2

Recently I start doing some tests for my python scripts. And for some awkward reason, the module that runs python script and checks its output is written in C with addition of some other languages. This way is more convinient for me to use for now.

The single test runs with the below code:

 FILE *fd = NULL;

 fd = popen("cmd", "r");
 if(NULL == fd){
  fprintf(stderr, "popen: failed\n");
  return 1;
 }
 fprintf(stderr, "res = %d: %s\n", errno, strerror(errno));

 int res = pclose(fd);
 fprintf(stderr, "res = %d: %s\n", res, strerror(errno));

As you can see from above, the code just runs a script with the help of popen and checks its exit status. But one day I had run in a situation where popen were given wrong arguments. Something like this had happened:

fd = popen("python@$#!", "r");

And the test module had returned:

res = 0: Success
sh: 1: python@0!: not found
res = 32512: Success

So, popen run happily with the above mistake. And only pclose returned some exit status. With errno being zero. Between all of that, the shell also made its output.

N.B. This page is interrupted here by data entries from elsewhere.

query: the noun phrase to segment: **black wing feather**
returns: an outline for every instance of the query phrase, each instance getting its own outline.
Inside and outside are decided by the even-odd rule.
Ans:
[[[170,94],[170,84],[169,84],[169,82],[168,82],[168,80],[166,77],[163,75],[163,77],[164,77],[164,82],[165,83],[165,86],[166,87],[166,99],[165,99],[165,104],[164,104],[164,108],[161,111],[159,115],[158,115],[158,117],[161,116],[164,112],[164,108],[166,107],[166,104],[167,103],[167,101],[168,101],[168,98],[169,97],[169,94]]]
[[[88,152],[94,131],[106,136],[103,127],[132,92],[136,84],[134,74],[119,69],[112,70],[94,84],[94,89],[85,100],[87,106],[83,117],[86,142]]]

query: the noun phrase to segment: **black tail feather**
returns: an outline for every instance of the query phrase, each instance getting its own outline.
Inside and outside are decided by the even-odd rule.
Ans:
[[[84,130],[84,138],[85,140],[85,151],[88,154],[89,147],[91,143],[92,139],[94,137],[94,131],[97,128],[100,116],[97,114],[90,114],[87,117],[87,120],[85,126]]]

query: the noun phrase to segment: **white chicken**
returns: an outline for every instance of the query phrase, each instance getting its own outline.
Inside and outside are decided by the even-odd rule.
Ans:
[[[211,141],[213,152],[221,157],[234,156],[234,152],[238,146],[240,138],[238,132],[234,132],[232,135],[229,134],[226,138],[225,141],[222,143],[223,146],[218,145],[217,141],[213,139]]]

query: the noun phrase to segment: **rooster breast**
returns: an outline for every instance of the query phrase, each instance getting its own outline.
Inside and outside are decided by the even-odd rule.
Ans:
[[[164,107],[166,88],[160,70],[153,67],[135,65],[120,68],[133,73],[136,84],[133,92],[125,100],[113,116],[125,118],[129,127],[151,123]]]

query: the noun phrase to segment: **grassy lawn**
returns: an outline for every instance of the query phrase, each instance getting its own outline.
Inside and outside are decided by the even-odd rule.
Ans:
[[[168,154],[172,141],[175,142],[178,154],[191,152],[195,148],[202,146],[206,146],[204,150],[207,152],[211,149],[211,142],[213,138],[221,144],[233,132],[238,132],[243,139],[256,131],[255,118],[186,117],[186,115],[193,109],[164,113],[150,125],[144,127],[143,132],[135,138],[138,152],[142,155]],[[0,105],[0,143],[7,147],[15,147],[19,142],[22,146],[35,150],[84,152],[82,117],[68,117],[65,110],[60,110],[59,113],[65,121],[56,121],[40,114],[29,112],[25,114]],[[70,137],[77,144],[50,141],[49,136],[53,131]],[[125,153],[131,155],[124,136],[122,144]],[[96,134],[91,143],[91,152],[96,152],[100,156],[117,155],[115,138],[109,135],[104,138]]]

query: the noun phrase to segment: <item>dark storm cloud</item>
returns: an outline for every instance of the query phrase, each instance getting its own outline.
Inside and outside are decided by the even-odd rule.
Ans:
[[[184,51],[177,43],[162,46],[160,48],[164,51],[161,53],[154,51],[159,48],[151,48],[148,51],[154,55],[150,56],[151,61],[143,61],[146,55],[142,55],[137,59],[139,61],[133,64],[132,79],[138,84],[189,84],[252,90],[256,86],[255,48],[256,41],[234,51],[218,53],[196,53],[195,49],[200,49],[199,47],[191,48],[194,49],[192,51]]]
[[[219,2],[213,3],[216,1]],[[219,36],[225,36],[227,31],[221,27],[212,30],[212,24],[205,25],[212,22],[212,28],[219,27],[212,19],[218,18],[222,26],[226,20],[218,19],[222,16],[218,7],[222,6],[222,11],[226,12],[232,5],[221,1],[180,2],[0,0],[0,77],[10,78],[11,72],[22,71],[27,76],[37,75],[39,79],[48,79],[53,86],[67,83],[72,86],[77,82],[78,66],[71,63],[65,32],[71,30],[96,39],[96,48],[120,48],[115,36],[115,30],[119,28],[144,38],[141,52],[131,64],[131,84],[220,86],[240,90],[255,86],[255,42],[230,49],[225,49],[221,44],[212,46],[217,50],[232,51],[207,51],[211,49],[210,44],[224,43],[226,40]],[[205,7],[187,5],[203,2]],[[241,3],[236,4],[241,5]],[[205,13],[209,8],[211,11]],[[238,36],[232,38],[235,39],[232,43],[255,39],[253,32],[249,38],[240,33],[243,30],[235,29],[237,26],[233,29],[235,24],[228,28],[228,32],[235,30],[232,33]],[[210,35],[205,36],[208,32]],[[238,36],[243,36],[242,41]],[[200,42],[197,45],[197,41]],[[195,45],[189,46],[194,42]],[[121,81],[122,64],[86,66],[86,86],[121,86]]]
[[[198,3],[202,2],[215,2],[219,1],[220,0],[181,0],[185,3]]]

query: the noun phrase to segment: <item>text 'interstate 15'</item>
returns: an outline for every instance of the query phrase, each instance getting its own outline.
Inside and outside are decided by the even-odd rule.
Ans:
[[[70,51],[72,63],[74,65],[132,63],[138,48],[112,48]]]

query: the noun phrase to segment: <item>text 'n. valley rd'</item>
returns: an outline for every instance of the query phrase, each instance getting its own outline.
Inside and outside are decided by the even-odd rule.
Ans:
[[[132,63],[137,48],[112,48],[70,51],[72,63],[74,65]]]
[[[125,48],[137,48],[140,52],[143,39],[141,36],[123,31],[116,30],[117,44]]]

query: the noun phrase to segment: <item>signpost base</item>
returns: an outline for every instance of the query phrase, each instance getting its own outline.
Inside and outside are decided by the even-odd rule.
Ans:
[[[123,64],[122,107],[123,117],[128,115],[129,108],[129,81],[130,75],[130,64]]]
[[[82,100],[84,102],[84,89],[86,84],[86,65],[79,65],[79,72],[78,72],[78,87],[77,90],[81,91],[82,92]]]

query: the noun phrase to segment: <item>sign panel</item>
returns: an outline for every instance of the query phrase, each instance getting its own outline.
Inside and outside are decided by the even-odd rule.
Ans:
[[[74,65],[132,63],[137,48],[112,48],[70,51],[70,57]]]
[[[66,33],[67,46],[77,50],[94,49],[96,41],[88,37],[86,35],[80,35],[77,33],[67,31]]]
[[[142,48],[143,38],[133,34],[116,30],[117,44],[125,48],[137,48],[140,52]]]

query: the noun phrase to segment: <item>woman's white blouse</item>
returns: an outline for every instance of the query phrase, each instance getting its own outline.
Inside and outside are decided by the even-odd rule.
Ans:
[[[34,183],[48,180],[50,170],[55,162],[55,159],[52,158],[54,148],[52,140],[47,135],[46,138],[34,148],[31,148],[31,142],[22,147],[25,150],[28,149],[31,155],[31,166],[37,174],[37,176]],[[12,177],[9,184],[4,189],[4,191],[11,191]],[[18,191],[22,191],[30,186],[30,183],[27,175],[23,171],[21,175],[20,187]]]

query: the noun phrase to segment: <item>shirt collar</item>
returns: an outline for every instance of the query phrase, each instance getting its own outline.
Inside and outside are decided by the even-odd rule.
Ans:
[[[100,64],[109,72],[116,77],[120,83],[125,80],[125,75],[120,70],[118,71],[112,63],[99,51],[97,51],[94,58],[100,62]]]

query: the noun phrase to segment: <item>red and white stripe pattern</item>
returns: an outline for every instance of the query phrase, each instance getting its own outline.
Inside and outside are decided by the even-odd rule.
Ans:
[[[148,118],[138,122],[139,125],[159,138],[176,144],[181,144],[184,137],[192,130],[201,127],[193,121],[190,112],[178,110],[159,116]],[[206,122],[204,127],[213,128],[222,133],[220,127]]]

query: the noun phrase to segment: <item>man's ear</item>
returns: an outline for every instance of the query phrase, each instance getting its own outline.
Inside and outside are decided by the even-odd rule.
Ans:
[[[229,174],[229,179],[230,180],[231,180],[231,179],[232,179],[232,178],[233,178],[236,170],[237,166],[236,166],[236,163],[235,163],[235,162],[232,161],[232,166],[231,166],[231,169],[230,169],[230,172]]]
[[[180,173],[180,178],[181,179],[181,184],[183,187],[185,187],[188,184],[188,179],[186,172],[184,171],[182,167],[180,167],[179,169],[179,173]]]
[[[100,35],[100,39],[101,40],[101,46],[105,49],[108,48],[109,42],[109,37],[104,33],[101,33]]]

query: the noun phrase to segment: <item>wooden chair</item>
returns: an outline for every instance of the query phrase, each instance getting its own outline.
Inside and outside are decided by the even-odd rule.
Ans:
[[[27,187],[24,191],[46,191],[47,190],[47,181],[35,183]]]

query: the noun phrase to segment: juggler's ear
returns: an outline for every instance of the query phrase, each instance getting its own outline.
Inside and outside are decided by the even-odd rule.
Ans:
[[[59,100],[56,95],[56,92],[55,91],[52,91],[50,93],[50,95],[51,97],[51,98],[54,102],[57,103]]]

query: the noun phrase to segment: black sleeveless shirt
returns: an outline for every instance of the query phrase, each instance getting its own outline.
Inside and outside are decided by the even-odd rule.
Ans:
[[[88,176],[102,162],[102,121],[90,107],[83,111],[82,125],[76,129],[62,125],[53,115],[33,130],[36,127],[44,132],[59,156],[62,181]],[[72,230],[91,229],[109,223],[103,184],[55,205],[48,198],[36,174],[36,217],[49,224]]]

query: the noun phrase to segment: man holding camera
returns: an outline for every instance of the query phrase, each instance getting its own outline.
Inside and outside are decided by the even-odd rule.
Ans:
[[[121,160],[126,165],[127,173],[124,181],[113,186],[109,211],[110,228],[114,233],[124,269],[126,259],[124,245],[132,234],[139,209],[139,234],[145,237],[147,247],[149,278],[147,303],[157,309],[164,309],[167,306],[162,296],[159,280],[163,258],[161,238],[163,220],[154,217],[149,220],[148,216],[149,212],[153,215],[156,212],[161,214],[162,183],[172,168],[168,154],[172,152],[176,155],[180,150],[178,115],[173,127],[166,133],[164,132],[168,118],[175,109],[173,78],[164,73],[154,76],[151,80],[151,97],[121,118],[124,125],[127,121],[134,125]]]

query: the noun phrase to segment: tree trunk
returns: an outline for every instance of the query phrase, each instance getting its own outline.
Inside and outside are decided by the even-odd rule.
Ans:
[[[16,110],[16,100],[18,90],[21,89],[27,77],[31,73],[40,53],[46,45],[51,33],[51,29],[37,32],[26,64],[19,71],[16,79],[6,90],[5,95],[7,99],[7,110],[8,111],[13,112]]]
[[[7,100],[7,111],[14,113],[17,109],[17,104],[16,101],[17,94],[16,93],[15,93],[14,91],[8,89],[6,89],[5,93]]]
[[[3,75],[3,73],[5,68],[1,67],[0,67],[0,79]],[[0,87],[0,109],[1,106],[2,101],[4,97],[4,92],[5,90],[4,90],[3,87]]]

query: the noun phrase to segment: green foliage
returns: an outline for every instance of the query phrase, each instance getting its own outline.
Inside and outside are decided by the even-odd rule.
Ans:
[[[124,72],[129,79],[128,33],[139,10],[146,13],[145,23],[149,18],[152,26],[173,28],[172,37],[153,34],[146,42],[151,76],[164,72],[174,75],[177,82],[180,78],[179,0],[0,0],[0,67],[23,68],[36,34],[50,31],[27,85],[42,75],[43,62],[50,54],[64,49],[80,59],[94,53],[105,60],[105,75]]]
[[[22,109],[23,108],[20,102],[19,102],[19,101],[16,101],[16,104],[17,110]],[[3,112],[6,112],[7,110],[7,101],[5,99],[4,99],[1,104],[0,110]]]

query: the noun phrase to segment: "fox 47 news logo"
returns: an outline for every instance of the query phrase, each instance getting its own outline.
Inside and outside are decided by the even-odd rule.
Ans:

Here is my question. How can I detect if a shell failed to execute a command? The failure could be for any reason actually, but the main point is that the script does not event started.

user14063792468
  • 839
  • 12
  • 28
  • Note that no standard C or POSIX library function ever sets `errno` to zero. Printing an error message based on `errno` when `fd` is not NULL is not appropriate; the error number is not from `popen()` (or is not set because `popen()` failed). Printing `res` after `pclose()` is OK; adding `strerror(errno)` runs into the same problem (the information in `errno` may be entirely irrelevant). You can set `errno` to zero before calling a function. If the function returns a failure indication, it may be relevant to look at `errno`. _[…continued…]_ – Jonathan Leffler Feb 01 '20 at 00:47
  • _[…continuation…]_ However, `errno` can be set non-zero by a function even if it succeeds. Solaris standard I/O used to set `errno = ENOTTY` if the output stream was not connected to a terminal, even though the operation succeeded; it probably still does. – Jonathan Leffler Feb 01 '20 at 00:47
  • @JonathanLeffler The man for `popen` and `pclose` does say that the functions set `errno` on failure. Not any failure but some. I do not run any functions in between or right after `popen` or `pclose`, then why should `errno` be irrelevant? – user14063792468 Feb 01 '20 at 00:54
  • Yes — but they may also set `errno` to a non-zero value even when they succeed. You can't interpret `errno` meaningfully unless the function first reports failure through its exit status. – Jonathan Leffler Feb 01 '20 at 00:56
  • @JonathanLeffler Also I run `linux`, tag updated. – user14063792468 Feb 01 '20 at 00:56
  • @JonathanLeffler That is the case. The exit status of both functions is OK. But the shell failed. What should I do? That was the question. – user14063792468 Feb 01 '20 at 00:58
  • don't understand your output. You have `res =` in your printf strings, but not in your output. Is the output you show actually the output you are getting, or have you made a substantive copy/paste error? – William Pursell Feb 01 '20 at 01:11
  • @WilliamPursell I made an edit. This is, and for some degree was, an exact output. – user14063792468 Feb 01 '20 at 01:16
  • @JonathanLeffler *Solaris standard I/O used to set` errno = ENOTTY` if the output stream was not connected to a terminal, even though the operation succeeded; it probably still does.* That's perfectly legal [per 7.5p3](https://port70.net/~nsz/c/c11/n1570.html#7.5p3): "The value of errno may be set to nonzero by a library function call whether or not there is an error, provided the use of errno is not documented in the description of the function in this International Standard." Quite a few of the stdio functions aren't documented to set `errno`, such as `printf()` and `fwrite()`. – Andrew Henle Feb 01 '20 at 01:26
  • @AndrewHenle — yes, I was using as an example of "it is legal for a function to set `errno` even if the function itself succeeds". – Jonathan Leffler Feb 01 '20 at 01:28

1 Answers1

3

General comments about when to use errno

No standard C or POSIX library function ever sets errno to zero. Printing an error message based on errno when fd is not NULL is not appropriate; the error number is not from popen() (or is not set because popen() failed). Printing res after pclose() is OK; adding strerror(errno) runs into the same problem (the information in errno may be entirely irrelevant). You can set errno to zero before calling a function. If the function returns a failure indication, it may be relevant to look at errno (look at the specification of the function — is it defined to set errno on failure?). However, errno can be set non-zero by a function even if it succeeds. Solaris standard I/O used to set errno = ENOTTY if the output stream was not connected to a terminal, even though the operation succeeded; it probably still does. And Solaris setting errno even on success is perfectly legitimate; it is only legitimate to look at errno if (1) the function reports failure and (2) the function is documented to set errno (by POSIX or by the system manual).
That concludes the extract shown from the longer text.